I have not been whole, sadly. I written from, loved from, dreamed from a broken place. In these last years, I have done what I hope with all my heart is act. Choose. At least grab hold of myself and spin myself around and set myself, stumbling, in the direction of wholeness.
I picked myself up and cut myself loose from a job that kept me from my writing, turned me into someone I no longer knew, pushed me into physical and emotional unhealth, kept me fourteen hours from my marriage, more hours and miles and eons than that from myself. You’ve left your position, someone asked me the other day, her words incredulous. Yes. As the beautiful writer Cheryl Strayed says somewhere, You don’t have a career. You have a life.
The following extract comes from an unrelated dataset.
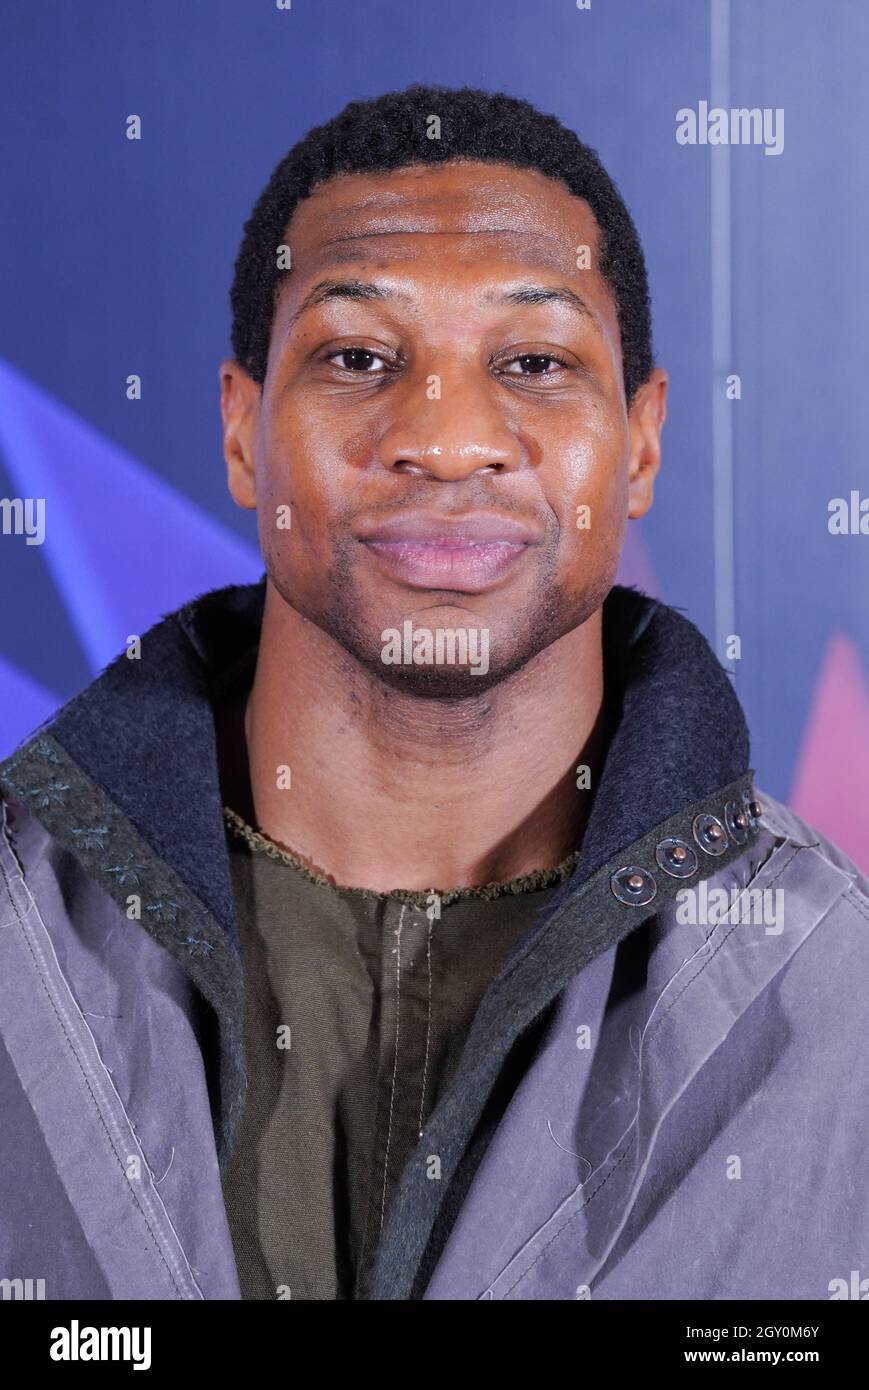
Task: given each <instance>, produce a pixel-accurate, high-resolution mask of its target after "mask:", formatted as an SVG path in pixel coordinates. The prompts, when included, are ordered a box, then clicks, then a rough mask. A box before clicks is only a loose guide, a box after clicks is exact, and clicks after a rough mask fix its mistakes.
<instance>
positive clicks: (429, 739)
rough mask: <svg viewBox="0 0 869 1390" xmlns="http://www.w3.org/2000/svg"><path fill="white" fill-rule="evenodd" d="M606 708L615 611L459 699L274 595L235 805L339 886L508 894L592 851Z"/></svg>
mask: <svg viewBox="0 0 869 1390" xmlns="http://www.w3.org/2000/svg"><path fill="white" fill-rule="evenodd" d="M602 695H603V669H602V649H601V612H599V610H598V612H596V613H595V614H592V617H591V619H588V621H587V623H584V624H583V626H581V627H578V628H576V630H574V631H573V632H569V634H567V635H566V637H563V638H560V639H559V641H558V642H553V644H552V645H551V646H549V648H546V651H545V652H542V653H539V656H537V657H535V659H534V660H533V662H530V663H528V664H527V666H526V667H523V670H521V671H519V673H517V674H516V676H513V677H510V678H509V680H506V681H502V682H501V684H499V685H496V687H492V688H491V689H489V691H487V692H485V694H482V695H480V696H473V698H469V699H463V701H449V702H445V701H437V699H421V698H419V696H412V695H406V694H403V692H400V691H396V689H395V688H392V687H387V685H384V682H382V681H378V680H377V678H375V677H374V676H371V673H368V671H367V670H366V669H364V667H362V666H360V664H359V663H357V662H355V660H353V659H352V657H350V656H349V655H348V653H346V652H345V651H343V648H341V646H339V645H338V644H336V642H334V641H332V638H330V637H327V635H325V634H324V632H323V631H321V630H320V628H317V627H314V626H313V624H311V623H307V621H306V620H304V619H302V617H300V616H299V614H298V613H296V612H295V610H293V609H291V607H289V606H288V605H286V603H285V602H284V600H282V599H281V596H279V595H278V594H277V591H274V589H273V587H271V585H267V592H266V607H264V613H263V626H261V632H260V645H259V655H257V664H256V674H254V680H253V685H252V689H250V694H249V696H247V699H246V705H245V701H242V702H241V703H238V705H236V708H235V716H234V720H235V723H234V727H235V735H234V737H235V744H236V749H235V751H236V753H238V752H239V751H241V752H243V749H239V748H238V744H239V742H241V739H242V728H243V742H245V745H246V753H247V759H246V763H247V778H249V784H247V790H249V796H247V798H245V795H243V792H242V790H241V783H239V781H238V778H236V780H235V781H234V780H232V777H229V776H228V774H227V767H228V756H227V753H225V748H227V739H228V737H229V739H231V738H232V735H227V727H228V723H232V716H231V714H229V716H227V714H222V716H221V719H220V724H221V728H222V735H221V745H222V749H224V751H222V752H221V769H222V774H224V794H225V796H227V799H229V803H231V805H234V808H235V809H236V810H239V812H241V813H242V815H246V813H247V815H250V816H252V819H253V820H254V824H256V826H259V828H260V830H261V831H263V833H264V834H266V835H268V837H270V838H271V840H274V841H277V842H278V844H279V845H284V847H285V848H288V849H291V851H292V852H293V853H296V855H299V856H300V858H302V859H304V860H306V862H307V863H309V865H310V866H311V867H313V869H317V870H318V872H321V873H325V874H327V876H330V877H331V878H334V880H335V881H336V883H343V884H352V885H355V887H364V888H371V890H374V891H378V892H388V891H391V890H393V888H409V890H417V891H425V890H428V888H441V890H444V891H445V890H449V888H460V887H473V885H478V884H485V883H495V881H505V880H509V878H513V877H517V876H519V874H523V873H530V872H531V870H534V869H549V867H555V866H556V865H558V863H560V860H562V859H565V858H566V856H567V855H569V853H570V852H571V851H573V849H576V848H578V844H580V840H581V834H583V827H584V824H585V819H587V813H588V806H590V801H591V795H592V792H591V791H588V790H577V771H576V769H577V766H578V765H587V766H588V767H590V770H591V787H594V785H596V773H598V769H599V766H601V765H602V758H603V752H605V738H606V730H605V726H603V713H602V710H603V706H602ZM324 696H325V698H324ZM242 716H243V717H242ZM239 766H241V765H239ZM286 767H288V769H289V776H286V773H281V771H279V769H286ZM286 783H289V785H286Z"/></svg>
I am picking myself up and entering a novel, draft five. I am looking at that pesky thing called “story,” and why it is that my plots are sluggish, my characters trapped inside their inabilities to act. As the very wise Richard Bausch said somewhere on Facebook, ”The story is the inside life, the inner life, what George Garrett used to say was ‘News of the Spirit.’ There must be some central thing, some evolving central concern, because this is the about of the story.” As I pick myself up by the seat of my pants and, at this stage of my life, choose wholeness, I trust that inner life and the act of story will converge.
And more than anything, in the last half dozen years I ask myself if I have finally done what you say most importantly of all in your letter. “Shown up whole for love.” I must and will believe that showing up whole for the heart means showing up whole for the page.